What is the EU AI Act?
The EU AI Act is the world's first comprehensive AI regulation, adopted in 2024 with phased enforcement through 2026. It establishes a risk-based framework that classifies AI systems into four categories — unacceptable risk, high risk, limited risk, and minimal risk — with corresponding obligations.
For businesses, this means understanding which category your AI systems fall into and meeting the relevant compliance requirements. The Act applies to anyone placing AI systems on the EU market or whose AI outputs affect EU citizens.
Risk Classifications
Unacceptable risk: Banned outright. Includes social scoring, real-time biometric surveillance in public spaces, and AI that exploits vulnerabilities of specific groups.
High risk: Heavily regulated. Includes AI in recruitment, credit scoring, education, healthcare diagnostics, and critical infrastructure. Requires conformity assessments, documentation, human oversight, and ongoing monitoring.

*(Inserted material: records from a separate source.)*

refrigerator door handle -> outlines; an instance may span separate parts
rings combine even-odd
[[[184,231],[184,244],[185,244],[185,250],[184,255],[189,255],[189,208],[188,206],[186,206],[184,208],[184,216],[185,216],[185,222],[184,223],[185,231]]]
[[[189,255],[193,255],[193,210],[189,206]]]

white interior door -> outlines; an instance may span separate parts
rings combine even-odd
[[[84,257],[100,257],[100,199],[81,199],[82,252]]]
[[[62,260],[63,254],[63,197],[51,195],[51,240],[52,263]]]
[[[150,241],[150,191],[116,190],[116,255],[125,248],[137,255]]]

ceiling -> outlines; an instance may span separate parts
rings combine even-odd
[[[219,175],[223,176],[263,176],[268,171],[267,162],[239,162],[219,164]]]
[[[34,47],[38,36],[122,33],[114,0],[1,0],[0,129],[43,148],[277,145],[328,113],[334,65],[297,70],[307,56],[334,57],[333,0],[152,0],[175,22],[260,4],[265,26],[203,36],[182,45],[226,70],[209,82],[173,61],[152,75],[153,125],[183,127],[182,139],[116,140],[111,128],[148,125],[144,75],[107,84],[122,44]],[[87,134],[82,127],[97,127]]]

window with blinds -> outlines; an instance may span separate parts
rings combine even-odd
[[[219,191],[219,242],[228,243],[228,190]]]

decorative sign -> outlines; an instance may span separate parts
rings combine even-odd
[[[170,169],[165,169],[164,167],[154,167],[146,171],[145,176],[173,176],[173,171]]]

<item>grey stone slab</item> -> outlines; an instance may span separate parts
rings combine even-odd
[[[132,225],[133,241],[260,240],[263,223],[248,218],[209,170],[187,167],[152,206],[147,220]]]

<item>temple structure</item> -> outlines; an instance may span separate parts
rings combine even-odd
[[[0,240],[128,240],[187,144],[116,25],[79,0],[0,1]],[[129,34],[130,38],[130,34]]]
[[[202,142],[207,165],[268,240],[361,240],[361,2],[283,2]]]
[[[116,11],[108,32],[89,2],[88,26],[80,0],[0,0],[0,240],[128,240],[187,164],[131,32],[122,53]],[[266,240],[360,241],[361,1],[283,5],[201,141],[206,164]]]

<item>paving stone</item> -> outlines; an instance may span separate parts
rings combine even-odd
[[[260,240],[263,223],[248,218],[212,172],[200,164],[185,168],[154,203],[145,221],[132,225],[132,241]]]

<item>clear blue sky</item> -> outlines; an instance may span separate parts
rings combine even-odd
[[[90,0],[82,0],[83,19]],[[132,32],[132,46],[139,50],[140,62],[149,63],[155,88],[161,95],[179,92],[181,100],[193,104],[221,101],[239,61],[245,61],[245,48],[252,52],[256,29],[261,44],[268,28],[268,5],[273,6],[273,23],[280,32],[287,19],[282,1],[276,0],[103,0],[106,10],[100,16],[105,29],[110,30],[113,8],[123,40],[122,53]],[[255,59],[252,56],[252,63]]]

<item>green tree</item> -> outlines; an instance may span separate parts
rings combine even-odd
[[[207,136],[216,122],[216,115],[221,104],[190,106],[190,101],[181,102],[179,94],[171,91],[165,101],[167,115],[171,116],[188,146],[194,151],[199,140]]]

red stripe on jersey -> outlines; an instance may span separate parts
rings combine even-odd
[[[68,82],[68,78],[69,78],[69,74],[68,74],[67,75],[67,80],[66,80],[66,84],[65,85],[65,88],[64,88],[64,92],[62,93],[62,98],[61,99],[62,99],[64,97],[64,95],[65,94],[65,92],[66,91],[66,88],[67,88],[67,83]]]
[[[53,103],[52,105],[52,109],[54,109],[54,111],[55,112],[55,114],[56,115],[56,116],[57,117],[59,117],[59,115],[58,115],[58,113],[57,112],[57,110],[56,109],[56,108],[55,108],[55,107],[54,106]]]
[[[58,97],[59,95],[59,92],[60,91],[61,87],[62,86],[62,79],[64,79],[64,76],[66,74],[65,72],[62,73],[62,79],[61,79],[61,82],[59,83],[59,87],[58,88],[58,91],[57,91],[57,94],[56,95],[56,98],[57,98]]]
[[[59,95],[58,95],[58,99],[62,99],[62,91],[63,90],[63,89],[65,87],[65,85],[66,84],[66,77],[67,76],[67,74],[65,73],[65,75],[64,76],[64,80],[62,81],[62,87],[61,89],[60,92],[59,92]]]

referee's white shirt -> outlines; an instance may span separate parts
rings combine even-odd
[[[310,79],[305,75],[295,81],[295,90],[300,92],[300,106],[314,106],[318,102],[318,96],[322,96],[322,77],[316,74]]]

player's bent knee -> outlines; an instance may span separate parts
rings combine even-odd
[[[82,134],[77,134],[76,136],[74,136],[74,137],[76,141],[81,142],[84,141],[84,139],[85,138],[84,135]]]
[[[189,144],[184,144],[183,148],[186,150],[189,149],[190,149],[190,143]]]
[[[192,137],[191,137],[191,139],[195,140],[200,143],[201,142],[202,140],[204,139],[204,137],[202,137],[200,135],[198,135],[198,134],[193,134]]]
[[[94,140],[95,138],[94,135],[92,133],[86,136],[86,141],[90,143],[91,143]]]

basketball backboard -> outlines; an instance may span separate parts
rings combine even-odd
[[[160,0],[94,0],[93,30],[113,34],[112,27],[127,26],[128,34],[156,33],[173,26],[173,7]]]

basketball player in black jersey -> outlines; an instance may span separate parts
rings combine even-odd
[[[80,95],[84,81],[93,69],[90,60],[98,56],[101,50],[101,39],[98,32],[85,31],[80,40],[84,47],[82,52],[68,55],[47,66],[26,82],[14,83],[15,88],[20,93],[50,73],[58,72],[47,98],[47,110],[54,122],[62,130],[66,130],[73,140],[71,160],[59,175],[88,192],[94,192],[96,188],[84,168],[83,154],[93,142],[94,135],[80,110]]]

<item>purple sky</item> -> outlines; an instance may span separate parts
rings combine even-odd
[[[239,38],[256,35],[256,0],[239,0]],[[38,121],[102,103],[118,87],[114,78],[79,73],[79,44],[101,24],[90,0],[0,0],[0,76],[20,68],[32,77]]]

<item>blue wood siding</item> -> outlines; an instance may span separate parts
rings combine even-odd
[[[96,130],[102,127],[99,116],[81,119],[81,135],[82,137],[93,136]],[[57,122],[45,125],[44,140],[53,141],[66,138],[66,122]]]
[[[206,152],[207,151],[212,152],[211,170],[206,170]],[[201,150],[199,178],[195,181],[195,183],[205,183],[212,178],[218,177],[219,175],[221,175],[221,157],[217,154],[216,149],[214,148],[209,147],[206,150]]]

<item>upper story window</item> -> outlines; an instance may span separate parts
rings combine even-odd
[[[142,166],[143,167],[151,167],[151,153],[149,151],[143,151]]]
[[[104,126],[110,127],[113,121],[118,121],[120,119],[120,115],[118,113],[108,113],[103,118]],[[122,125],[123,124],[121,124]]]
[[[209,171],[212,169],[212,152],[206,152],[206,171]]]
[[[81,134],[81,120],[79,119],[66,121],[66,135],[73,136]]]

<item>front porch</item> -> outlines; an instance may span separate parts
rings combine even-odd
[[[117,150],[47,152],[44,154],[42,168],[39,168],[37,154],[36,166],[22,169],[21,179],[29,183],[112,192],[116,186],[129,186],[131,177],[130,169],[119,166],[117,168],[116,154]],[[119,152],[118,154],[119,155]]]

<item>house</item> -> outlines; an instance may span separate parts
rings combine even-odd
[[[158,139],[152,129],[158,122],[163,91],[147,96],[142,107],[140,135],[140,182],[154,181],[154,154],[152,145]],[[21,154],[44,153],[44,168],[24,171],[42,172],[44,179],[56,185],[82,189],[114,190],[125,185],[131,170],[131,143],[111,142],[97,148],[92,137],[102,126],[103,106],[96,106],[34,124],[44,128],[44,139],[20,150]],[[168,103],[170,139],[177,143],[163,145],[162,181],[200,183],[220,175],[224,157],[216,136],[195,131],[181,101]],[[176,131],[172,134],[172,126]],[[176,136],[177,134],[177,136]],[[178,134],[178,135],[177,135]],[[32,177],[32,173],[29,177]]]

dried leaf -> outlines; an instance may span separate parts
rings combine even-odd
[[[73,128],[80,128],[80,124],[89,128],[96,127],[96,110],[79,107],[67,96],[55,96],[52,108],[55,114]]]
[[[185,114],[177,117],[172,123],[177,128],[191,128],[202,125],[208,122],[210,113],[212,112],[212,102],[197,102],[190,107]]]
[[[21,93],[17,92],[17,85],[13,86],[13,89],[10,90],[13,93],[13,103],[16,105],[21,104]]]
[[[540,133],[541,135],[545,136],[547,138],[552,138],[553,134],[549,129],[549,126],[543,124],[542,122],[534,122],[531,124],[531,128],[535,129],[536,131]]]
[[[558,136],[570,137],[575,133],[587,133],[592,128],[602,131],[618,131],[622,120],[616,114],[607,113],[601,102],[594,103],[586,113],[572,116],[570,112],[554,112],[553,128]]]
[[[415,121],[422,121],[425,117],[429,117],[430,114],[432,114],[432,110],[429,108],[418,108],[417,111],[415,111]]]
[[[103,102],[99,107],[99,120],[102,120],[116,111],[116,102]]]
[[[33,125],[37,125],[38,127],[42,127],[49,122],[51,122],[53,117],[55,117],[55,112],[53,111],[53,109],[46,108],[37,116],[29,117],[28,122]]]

Limited risk: Transparency obligations. Chatbots must disclose they are AI. AI-generated content must be labelled. Emotion recognition systems must inform users.
Minimal risk: No specific obligations. Most business AI applications — document processing, content generation, data analysis — fall here. However, general best practices still apply.
Impact on UK Businesses
Post-Brexit, the EU AI Act does not automatically apply to UK businesses. However, it applies if your AI systems are used by or affect EU citizens, you place AI products on the EU market, or your AI output is used in the EU. Given the interconnected nature of business, most UK companies with European operations need to comply.
The UK is developing its own AI regulatory framework through a sector-specific approach rather than a single act. The AI Safety Institute provides guidance, and existing regulators (FCA, Ofcom, ICO) are integrating AI oversight into their remits.
Compliance Requirements
For high-risk AI systems, you must: maintain a risk management system, ensure training data quality and documentation, provide transparency to users, enable human oversight, ensure accuracy and robustness, and maintain detailed technical documentation.
For general-purpose AI models (foundation models), providers must: document training processes, comply with copyright law, publish training content summaries, and for powerful models, conduct adversarial testing and report serious incidents.
Documentation Needs
Documentation is the backbone of compliance. You need: system descriptions, risk assessments, data governance records, testing and validation results, human oversight procedures, and post-market monitoring plans. The good news is that well-run AI projects already produce most of this documentation as part of good engineering practice.
Preparation Checklist
1. Inventory your AI systems. List every AI tool, model, and system in use across your organisation. Include third-party AI services.
2. Classify by risk level. Map each system against the Act's risk categories. Most business AI will be minimal or limited risk.
3. Assess gaps. For high-risk systems, audit your current documentation, testing, and monitoring against the Act's requirements.
4. Update contracts. Review agreements with AI providers to ensure they meet transparency and data handling requirements.
5. Train your team. Ensure staff understand their obligations, particularly around human oversight and incident reporting.
6. Establish monitoring. Set up ongoing monitoring for bias, drift, and performance degradation in your AI systems.